Although high dimensionality is not strictly necessary for generating rich dynamics and performing complex tasks, it is known to greatly simplify the design of local neural circuits9. Indeed, realizing a complex and rich dynamics is for some model circuits equivalent to solving a classification problem in which the network has to generate a particular output for each input. In these models this is typically realized by training a subset of neurons to respond in a specific way to an external input or to the internally generated activity. This is equivalent to classifying the activity of the input neurons for every time step. In many situations this activity is read out by downstream circuits. In others it is fed back to the neural circuit to affect its dynamics and hence the statistics of future inputs. Especially in the latter situations, the number of input–output functions or classifications that must be implemented by each neuron can be significantly larger than the number of functions required to simply produce the observed final behavioural response, because the neurons are required to generate the proper output for every time step. For this reason, it is often necessary to expand the dimensionality of the neuronal representations of the external sensory input and the internal state. In recent models5,6,7,8,9,10, the dimensionality of the neuronal representations is expanded by mixing in a nonlinear way the different sources of information in a population of randomly connected neurons. The resulting neuronal representations are high-dimensional (see for example ref. 20), like those observed in PFC, and consistent with high dimensionality, the neurons show mixed selectivity which is diverse across time (that is, in different epochs of the trials) and space (that is, across different neurons). Random connectivity in small brain regions has been suggested on the basis of anatomical reconstructions21 and recently observed in the connections from the olfactory bulb to the olfactory cortex22 (see also ref. 14 for a general discussion).

We showed that the recorded mixed selectivity can be useful for the activity to be linearly read out. It is legitimate to ask whether these considerations would still be valid if we consider more complex nonlinear readouts. For example, some of the transformations which increase the dimensionality of the neural representations could be implemented at the level of individual neurons by exploiting dendritic nonlinearities. Our results do not exclude the functional importance of such dendritic processes. They do, however, tend to argue against a scenario where all important nonlinear transformations are carried out at the level of single neurons, a situation where dimensionality expansion could happen in a ‘hidden way’, and the observable representations provided by the neuronal firing rates could therefore be low-dimensional.

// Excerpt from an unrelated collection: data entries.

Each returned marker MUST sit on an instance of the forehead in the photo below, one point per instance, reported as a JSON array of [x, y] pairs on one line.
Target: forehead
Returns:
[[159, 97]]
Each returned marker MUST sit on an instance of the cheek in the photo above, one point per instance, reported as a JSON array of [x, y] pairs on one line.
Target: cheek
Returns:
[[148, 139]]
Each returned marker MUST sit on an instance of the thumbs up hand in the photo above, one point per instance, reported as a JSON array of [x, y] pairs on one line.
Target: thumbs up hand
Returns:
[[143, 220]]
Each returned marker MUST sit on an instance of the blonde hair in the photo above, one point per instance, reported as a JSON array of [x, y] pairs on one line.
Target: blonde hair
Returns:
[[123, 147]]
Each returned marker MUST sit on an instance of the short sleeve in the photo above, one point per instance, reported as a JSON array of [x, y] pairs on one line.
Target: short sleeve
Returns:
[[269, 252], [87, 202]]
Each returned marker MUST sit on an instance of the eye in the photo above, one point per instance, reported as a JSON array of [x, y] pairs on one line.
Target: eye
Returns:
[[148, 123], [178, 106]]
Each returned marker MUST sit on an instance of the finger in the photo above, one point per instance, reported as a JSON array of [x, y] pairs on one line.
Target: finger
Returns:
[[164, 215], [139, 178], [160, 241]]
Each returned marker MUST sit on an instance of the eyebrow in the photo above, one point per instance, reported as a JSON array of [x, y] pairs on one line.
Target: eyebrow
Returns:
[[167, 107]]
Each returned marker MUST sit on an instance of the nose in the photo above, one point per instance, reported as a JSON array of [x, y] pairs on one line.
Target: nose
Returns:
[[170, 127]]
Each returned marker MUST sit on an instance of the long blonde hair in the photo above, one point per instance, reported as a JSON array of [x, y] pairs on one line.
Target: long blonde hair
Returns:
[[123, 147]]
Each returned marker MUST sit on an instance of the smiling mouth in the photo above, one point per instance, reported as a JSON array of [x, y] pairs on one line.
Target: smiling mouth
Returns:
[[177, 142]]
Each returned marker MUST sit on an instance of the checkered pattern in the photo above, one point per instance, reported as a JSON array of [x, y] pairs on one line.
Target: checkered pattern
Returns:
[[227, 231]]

Finally, the particular form of redundancy inherited from high-dimensional representations allows neural circuits to flexibly and quickly adapt to execute new tasks, just as it allows them to implement arbitrary binary classifications by modifying the weights of a readout neuron (using, for instance, a supervised procedure like the perceptron learning rule23). In Supplementary Section S.9 we show an example of this flexibility by training a simulated neuron to perform a new virtual task based on the recorded activity. High dimensionality might therefore be at the basis of the mechanisms underlying the remarkable adaptability of the neural coding observed in the PFC13 and, as such, be an important element to answer fundamental questions that try to map cognitive to neurophysiological functions.

In conclusion, the measured dimensionality of the neural representations in PFC is high, and errors follow a collapse in dimensionality. This provides us with a motivation to shift the focus of attention from pure selectivity neurons, which are easily interpretable, to the widely observed but rarely analysed mixed selectivity neurons, especially in the complex task designs that are becoming progressively more accessible to investigation.